By Michael Kinney
When customers first walk through the double doors into his shop, Chris Khrais is fairly hard to find. Sitting behind a large counter filled with cologne, belts, and bowties, the owner of the establishment is almost impossible to see.
But as soon as the door chimes to announce entry into the haberdashery, a booming “Hello, how can I help you?” comes from behind the counter, and Khrais appears.
That has been the way Khrais, who first started selling clothes out of the trunk of his car in 1984, has welcomed customers into his shop since he first opened the doors to Pinpoint Resource Fine Wear in 1999 at North Penn Plaza.
In 2009, Khrais moved his shop to 50 Penn Place, located across the street from Penn Square Mall. The old shopping center is used by only a few businesses these days, but it serves as the perfect environment for a clothing store that’s looking to bring back a style of a bygone age.
When Khrais first opened Pinpoint, he sold mostly shirts and slacks. They then began to add suits and accessories such as shoes and belts. But around the same time that he made the move to 50 Penn Place, he began to hear from his customers that they wanted something more from him.
“My customers, they always ask me for hats, so I start carrying hats,” Khrais said. “I started with a little bit and then I found some results on it, and then I went a little bit extra. I start getting more and more, getting into it, too, and as you can see by my display, I tried to be more creative.”
According to Khrais, on a regular day during the year, they will stock a selection of as many as 100 hats.
Customers will not find any baseball caps, visors, snapbacks or anything like that.

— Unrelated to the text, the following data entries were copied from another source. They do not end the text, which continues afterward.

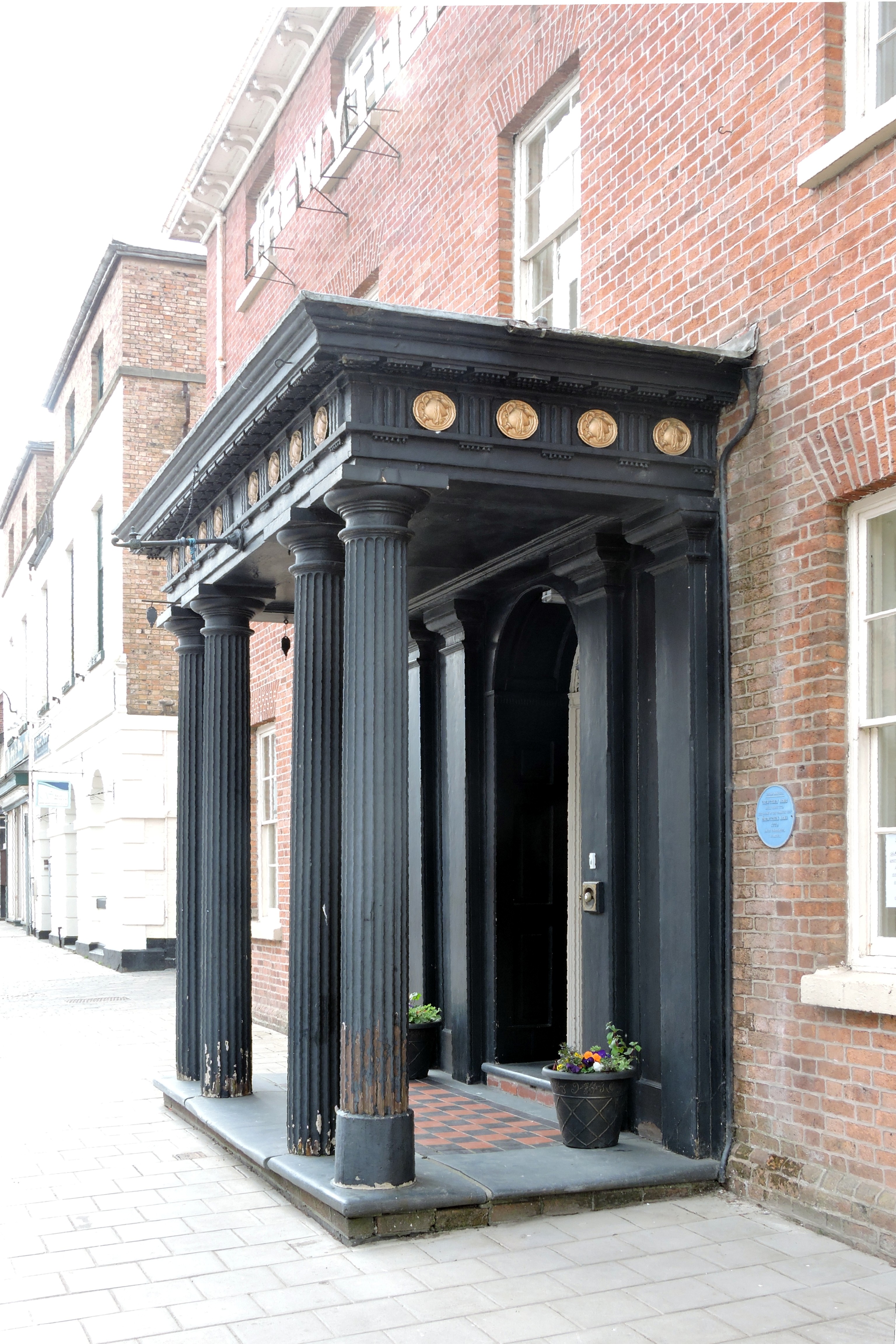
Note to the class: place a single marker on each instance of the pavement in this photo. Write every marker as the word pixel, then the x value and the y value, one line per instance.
pixel 120 1224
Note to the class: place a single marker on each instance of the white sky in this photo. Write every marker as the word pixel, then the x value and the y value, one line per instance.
pixel 104 107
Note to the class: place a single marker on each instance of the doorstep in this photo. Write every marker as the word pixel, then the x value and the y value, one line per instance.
pixel 520 1081
pixel 473 1187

Even though that seems to be the style the majority of men prefer to walk around in, Khrais caters to the gentlemen who want to look sharp and turn heads when they step outside.
Pinpoint Resource’s inventory includes such styles as fedoras, the trilby, the Panama, bowlers, the flat cap and the pork pie.
Khrais says he gets his cues on what to fill his shelves with from the people who count the most in any successful business.
“I’m learning from my customers, believe it or not,” Khrais said. “My customers are teaching me about hats, especially those older guys who have been wearing hats for a long, long time. They tell me what’s right, what’s in. “
Khrais has watched as the trend in hats has slowly started the move away from the casual to the undefining ball caps of today. He sees men looking to be more distinctive and wanting to stand out from the crowd.
Because of that, Pinpoint Resource will start a service that allows customers to make their hats even more of a personal statement.
“Now we’re working on a new hat. It’s going to be like every person has his own hat. Like your hat, we’ll take it, we’ll work some kind of design on it,” Khrais said. “It will be your hat only, it will be something different. Something that not everybody has. It’s going to be an artwork. It’s going to be one of a kind. It’s made for you.”
What a person chooses to wear is telling a story to the outside world. From the shirt down to shoes and socks, they are informing the world who they are and what they are about. And, according to Khrais, the right hat completes that story.